At the end of October, the portfolio took a big position in Turkey. Haas expects improvement in the country since the election and there has been talk that the country will join the EU. Haas bought a big position in Turkish real estate company Alarko. He recommends this company as it has no debt.
The fund also escaped the Latin America crisis and only had an underweight position in this area. Haas says he foresaw the Argentina crisis and the Brazilian political and economic difficulty.
The AIG Emerging Europe Equity fund was ranked number two in the sector. It had a performance return of 27.35%.
David Molnar, head of Emerging Markets Europe at AIG Private Bank, says the success of the portfolio has been attributed to its overweight position in Russia.
Molnar favoured mobile phone companies in Russia. He says there is a high growth and penetration rate for mobile phones. In addition, pre-paid mobile phones have now become competitive with fixed line. The Forsyth Global Emerging Markets portfolio was ranked number seven with a performance return of 16.71%. Rossen Djounov, managing director of investment research at Forsyth Partners, says the Global Emerging Markets fund performed well due to its key position in Eastern Europe.
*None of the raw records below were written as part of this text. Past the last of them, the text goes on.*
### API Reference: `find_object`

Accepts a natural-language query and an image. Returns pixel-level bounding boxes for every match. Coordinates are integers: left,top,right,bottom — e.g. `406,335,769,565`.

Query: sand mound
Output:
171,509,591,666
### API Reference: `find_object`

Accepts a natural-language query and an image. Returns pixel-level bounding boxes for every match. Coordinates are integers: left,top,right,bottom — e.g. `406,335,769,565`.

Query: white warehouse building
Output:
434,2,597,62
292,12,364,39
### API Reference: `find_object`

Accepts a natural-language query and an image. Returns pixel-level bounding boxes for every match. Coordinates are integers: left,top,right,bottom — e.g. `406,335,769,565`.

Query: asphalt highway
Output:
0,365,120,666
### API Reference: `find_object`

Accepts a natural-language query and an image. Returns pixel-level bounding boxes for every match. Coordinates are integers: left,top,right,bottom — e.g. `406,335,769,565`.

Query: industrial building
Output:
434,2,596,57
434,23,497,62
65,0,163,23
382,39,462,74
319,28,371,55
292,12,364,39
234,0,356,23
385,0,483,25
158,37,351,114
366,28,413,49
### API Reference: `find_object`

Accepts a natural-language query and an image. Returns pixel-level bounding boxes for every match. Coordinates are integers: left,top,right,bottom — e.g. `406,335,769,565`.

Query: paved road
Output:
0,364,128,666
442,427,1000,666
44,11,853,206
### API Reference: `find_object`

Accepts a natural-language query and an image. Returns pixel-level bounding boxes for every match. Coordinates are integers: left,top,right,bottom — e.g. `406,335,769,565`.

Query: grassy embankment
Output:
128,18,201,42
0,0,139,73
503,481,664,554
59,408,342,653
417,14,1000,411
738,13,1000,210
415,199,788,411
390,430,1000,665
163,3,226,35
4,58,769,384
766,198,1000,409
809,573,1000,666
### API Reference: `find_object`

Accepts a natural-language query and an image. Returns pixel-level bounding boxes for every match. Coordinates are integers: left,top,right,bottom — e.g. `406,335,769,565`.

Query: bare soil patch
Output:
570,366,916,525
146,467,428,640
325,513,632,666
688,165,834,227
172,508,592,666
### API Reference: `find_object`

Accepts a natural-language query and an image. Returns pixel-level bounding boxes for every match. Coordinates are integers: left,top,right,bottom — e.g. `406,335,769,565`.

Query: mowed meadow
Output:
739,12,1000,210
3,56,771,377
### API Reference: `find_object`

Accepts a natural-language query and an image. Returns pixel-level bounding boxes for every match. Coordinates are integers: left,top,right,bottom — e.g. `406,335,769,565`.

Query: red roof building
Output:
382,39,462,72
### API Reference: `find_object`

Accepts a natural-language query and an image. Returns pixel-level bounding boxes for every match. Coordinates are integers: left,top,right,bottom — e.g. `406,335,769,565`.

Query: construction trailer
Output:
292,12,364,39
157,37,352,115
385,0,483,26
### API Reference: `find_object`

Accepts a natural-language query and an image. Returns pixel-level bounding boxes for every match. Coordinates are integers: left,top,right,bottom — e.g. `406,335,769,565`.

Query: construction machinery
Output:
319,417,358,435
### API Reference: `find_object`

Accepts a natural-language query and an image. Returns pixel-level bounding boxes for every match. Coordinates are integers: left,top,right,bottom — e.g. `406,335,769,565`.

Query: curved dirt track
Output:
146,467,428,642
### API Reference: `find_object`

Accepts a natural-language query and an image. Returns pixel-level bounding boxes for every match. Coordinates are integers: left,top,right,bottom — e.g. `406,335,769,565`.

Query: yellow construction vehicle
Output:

The fund is a long-only fund of funds and Forsyth Partners selects funds in the portfolio using a themed approach. Managers are visited and funds performances are compared with the rest of the peer group.
The success in Eastern Europe can be attributed to the Russian Prosperity fund and the Thames River Eastern Europe portfolio.
According to Djounov the situation in Russia has been improving economically and politically. There are more and more investments flowing back into the country. Russian bonds have rallied this year and gains have supported valuations in the equity markets. Djounov expects an upgrade in Russian debt by the ratings agency.
The fund has also been overweight in Asia throughout the year. He says there was a perception that the US interest rate cuts would bring an economic rebound in the Far East. For the first quarter of 2002 the portfolio was overweight in funds that held export companies in Korea and Thailand. However, from the second quarter the portfolio held funds that invested in growth domestic stocks.
Djounov says the portfolio decided to focus on Asian funds that had a large exposure to domestic firms because the export companies had seen inventories rebuilt and realised the economy was too weak to sustain it.
Funds that performed well for the portfolio were the Invesco Asia Enterprise which focused on small companies and the Invesco Asian Equity Core which is more general. Similarly, this portfolio escaped the Latin America crisis and had an underweight position. Funds invested in this region included the Morgan Stanley Latin American Equity and the Gartmore Latin America portfolio.